Research suggests the UK will not meet its 2030 goals to boost energy efficiency in its housing stock until the end of the century
The two-month inquiry will look at current progress within domestic, commercial and public-sector buildings, and whether current energy efficiency measures are enough to help the UK meet its Fourth and Fifth Carbon Budgets.
The BEIS Committee will focus on action to upgrade the energy efficiency of fuel-poor homes, as well as efforts to ensure growth and productivity is boosted by energy-efficient commercial and public buildings.
BEIS Committee Chair Rachel Reeves MP said: “Energy efficiency is vital to cutting the costs of energy for homes and businesses and is a cost-effective method of reducing our carbon emissions. In spite of this, and the inclusion of energy efficiency targets in the Clean Growth Strategy, the current rate of improvements to buildings is far too slow.
“Our inquiry will examine the Government’s approach to energy efficiency, whether it is showing enough ambition in helping to tackle fuel poverty and in encouraging homeowners, businesses and landlords to upgrade. We will also be keen to explore the additional measures which may be needed to deliver energy efficiency improvements that could bring significant benefits for individuals, the economy and the environment.”
The launch of the inquiry comes on the same day as a report found that UK's transition to a low-carbon economy is masking stark regional divides, with regions such as the North of England and East Midlands being left behind. Some of these regions are suffering from low energy efficiency ratings, researchers from Imperial College London found – the cost of heating, combined with lower average incomes in these areas mean that fuel poverty rates are particularly high.
In April 2018, the Minimum Energy Efficiency Standard (MEES) entered into force, imposing new rules on both domestic and commercial properties within the private rental sector.
The Government has made energy efficiency a major focal point of its Clean Growth Strategy, in light of reports which suggest the UK will not meet its 2030 goals to boost energy efficiency in its housing stock until the end of the century.
Last month, Antoinette Sandbach MP wrote an exclusive blog for edie on the importance of energy efficiency in the UK, a year on from the publication of the Clean Growth Strategy.
The BEIS Committee is inviting written submissions on the following points.
Overarching approach: Who should have responsibility to pay for energy efficiency?
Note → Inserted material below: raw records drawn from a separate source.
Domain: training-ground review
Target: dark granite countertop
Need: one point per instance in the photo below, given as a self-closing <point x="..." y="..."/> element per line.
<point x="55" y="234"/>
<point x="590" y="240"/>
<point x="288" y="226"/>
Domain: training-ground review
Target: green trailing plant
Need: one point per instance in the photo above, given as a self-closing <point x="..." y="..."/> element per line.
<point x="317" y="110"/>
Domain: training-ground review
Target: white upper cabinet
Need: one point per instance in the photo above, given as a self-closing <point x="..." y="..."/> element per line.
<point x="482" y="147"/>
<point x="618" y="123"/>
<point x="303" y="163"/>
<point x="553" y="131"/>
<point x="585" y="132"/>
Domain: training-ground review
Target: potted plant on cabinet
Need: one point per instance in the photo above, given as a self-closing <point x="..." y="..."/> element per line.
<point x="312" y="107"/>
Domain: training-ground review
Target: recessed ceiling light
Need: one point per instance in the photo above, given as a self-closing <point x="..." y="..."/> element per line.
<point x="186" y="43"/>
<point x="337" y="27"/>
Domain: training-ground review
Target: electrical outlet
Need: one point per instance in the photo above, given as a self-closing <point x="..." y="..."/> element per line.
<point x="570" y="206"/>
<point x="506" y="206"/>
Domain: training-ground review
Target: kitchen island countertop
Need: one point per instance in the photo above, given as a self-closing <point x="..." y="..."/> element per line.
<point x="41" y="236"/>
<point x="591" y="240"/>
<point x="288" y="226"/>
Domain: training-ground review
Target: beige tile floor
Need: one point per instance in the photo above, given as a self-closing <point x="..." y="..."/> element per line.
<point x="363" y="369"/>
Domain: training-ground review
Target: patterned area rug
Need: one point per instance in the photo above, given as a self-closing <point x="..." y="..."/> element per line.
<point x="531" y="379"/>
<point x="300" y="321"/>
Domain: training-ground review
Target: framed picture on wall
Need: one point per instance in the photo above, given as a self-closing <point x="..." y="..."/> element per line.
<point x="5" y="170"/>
Should energy efficiency be considered a national infrastructure priority?
Existing housing stock: Are the Government's targets to improve the Energy Performance Certificate (EPC) ratings of our existing housing stock ambitious enough? Is there sufficient support in place to deliver targets for all homes to be EPC band C by 2035? Is the Energy Company Obligation (ECO) an adequate mechanism to ensure fuel-poor homes are upgraded to EPC band C by 2030?
Private rented sector: Are the Government's private rented sector regulations for energy efficiency for both residential and commercial buildings ambitious enough? Are there implementation and enforcement challenges that need to be remedied?
Regional disparities: Are there regional disparities, including in off-grid areas, in the delivery, costs and uptake of energy efficiency measures? If so, how could these be overcome?
Non-domestic sector: What does existing evidence indicate about progress being made towards greater energy efficiency in public and commercial buildings?
Lessons to learn: What lessons can be learnt from the devolved administrations on delivering energy efficiency measures?